District Six operations officer Mark Gunning said there was damage to a number of properties and power lines.
"An eyewitness reported the sky turning black and square hay bales flying down the road," Mr Gunning said.
"Iron has been ripped from roofs and is around paddocks."
He said there were six high voltage power lines "ripped out of the ground" north of Cressy, and damage to at least one other.
UPDATE 5.45pm: POWER has returned to the Portland smelter with both potlines now back online.
Portland-based Australian Workers Union organiser Rob Saunders estimated the power had been lost for about three hours.
He said any damage to the potlines would unlikely be fully understood until Saturday.
"Now the power is back it's all hands on deck, they are trying to massage these things back into life," he said.
But he said the site was only receiving half of its required power.
"Trying to maintain the pots at half power is really difficult so they're working hard at that," Mr Saunders said.
"There's still plenty of hope and optimism but they know its a hard road ahead."
EARLIER: DAMAGE to a number of south-west transmission lines has caused the Portland Aluminium smelter to lose power.
A spokeswoman for power company Ausnet Services said the damage had been on the Moorabool to Mortlake and Moorabool to Tarrone transmission lines.
"This has resulted in a separation between Victoria and South Australia at the Heywood interconnector and an interruption to supply to the Portland aluminium smelter," she said.
"There are reports the damage was caused by a storm event but this is not yet confirmed."
Portland-based Australian Workers Union organiser Rob Saunders said power at the smelter had been out for a number of hours, and workers were waiting for it to resume.
"There's nothing they can do until they get the power," he said.
"It's always the risk with the smelter if you don't have power, it solidifies in the smelting pots and that's the end of the game."
He said an attempt was under way to "start up the Mortlake Gas Station and direct that electricity to the smelter".

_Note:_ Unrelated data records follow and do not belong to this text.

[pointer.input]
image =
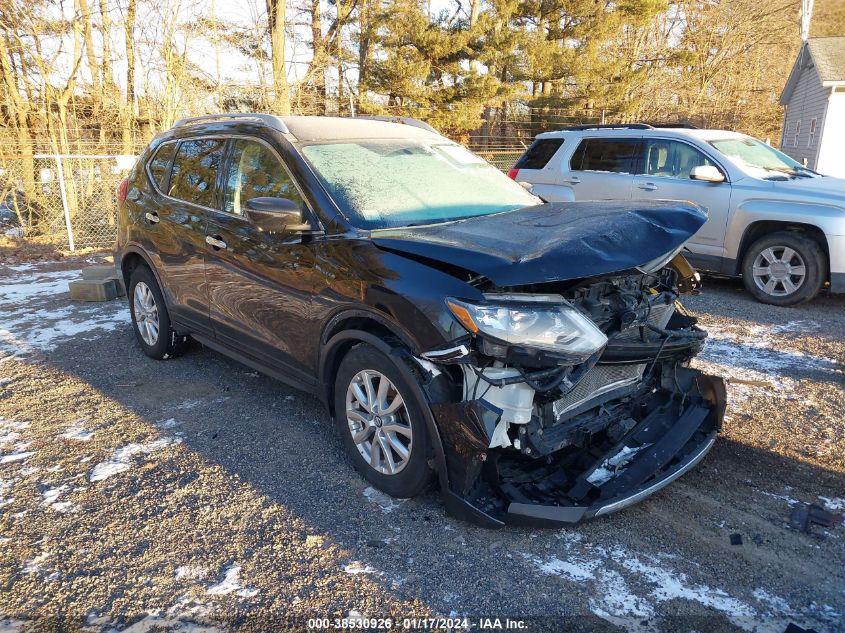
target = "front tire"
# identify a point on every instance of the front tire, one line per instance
(784, 268)
(381, 423)
(150, 318)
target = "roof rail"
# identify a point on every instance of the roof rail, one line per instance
(683, 126)
(406, 120)
(608, 126)
(270, 120)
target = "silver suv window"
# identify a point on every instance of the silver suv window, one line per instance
(671, 159)
(616, 155)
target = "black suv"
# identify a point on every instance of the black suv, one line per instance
(531, 357)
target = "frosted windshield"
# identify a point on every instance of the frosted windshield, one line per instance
(387, 183)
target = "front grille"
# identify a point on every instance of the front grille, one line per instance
(599, 381)
(658, 317)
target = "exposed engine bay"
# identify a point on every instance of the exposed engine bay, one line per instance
(541, 435)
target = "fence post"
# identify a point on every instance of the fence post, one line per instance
(64, 201)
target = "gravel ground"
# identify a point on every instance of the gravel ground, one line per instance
(198, 495)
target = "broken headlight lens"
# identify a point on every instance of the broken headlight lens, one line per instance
(556, 327)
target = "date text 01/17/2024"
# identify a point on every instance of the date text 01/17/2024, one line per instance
(417, 624)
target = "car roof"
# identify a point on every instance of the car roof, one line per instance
(701, 134)
(313, 128)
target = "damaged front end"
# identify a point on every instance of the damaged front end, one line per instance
(571, 400)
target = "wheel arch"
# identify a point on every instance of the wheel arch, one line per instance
(133, 257)
(762, 228)
(345, 337)
(346, 328)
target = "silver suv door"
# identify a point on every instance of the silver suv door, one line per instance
(665, 175)
(602, 168)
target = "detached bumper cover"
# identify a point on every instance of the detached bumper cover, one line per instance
(523, 513)
(674, 431)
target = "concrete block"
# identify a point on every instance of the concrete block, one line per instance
(99, 272)
(92, 290)
(119, 287)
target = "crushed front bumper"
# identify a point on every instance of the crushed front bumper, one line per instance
(676, 427)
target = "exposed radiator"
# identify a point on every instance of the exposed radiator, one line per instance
(600, 380)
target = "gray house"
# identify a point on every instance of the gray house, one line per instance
(814, 96)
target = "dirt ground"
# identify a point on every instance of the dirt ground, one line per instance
(198, 495)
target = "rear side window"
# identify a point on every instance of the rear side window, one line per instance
(159, 164)
(194, 173)
(539, 153)
(617, 155)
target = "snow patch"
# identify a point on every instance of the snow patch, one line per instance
(37, 564)
(121, 461)
(231, 583)
(833, 505)
(77, 432)
(612, 574)
(15, 457)
(191, 572)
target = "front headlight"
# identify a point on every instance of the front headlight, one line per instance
(556, 327)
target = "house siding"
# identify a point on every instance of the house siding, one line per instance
(808, 101)
(830, 160)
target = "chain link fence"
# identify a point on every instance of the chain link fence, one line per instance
(69, 199)
(64, 199)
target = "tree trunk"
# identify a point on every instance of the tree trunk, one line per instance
(128, 122)
(276, 18)
(318, 56)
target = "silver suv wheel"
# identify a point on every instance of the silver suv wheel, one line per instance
(146, 313)
(779, 271)
(378, 422)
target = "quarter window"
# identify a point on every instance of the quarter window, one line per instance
(195, 171)
(671, 159)
(159, 164)
(606, 154)
(255, 172)
(539, 154)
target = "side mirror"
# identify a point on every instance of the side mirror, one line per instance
(707, 173)
(276, 215)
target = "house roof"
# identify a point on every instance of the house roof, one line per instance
(826, 55)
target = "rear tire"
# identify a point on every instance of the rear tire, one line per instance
(784, 268)
(150, 318)
(375, 405)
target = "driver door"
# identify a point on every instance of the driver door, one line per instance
(259, 284)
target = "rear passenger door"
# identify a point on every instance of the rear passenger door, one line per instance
(602, 168)
(260, 284)
(665, 175)
(189, 192)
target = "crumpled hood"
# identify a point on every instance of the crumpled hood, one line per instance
(552, 242)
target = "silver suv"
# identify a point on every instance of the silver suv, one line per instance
(778, 224)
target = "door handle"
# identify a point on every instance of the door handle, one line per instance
(215, 242)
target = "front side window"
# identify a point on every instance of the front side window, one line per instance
(159, 164)
(386, 183)
(759, 158)
(195, 171)
(255, 172)
(616, 155)
(671, 159)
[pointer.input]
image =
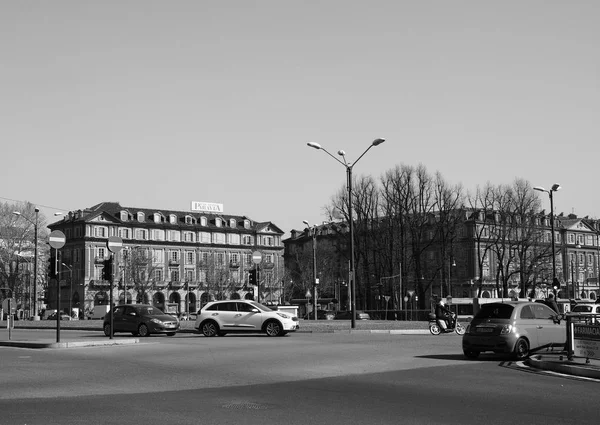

It follows another power outage in November when power was lost to the smelter's potlines for between four and eight hours.
"Unfortunately the site is quite experienced in these events and they are exceptionally good at maintaining their process," Mr Saunders said.
The Bureau of Meteorology has issued a severe thunderstorm warning for the south-west of the state.
The Department of Transport has advised motorists to slow down in the wet, to be extra-vigilant when behind the wheel and to avoid driving through floodwater.
It warned drivers should leave extra space between themselves and the car in front, as braking distances increase in wet conditions.
The use of headlights is recommended to help see and be seen. Drivers should look out for cyclists and motorbikes which can be harder to see.
If the rain becomes too heavy for wipers to cope, the department suggest pulling over safely and waiting for the rain to pass.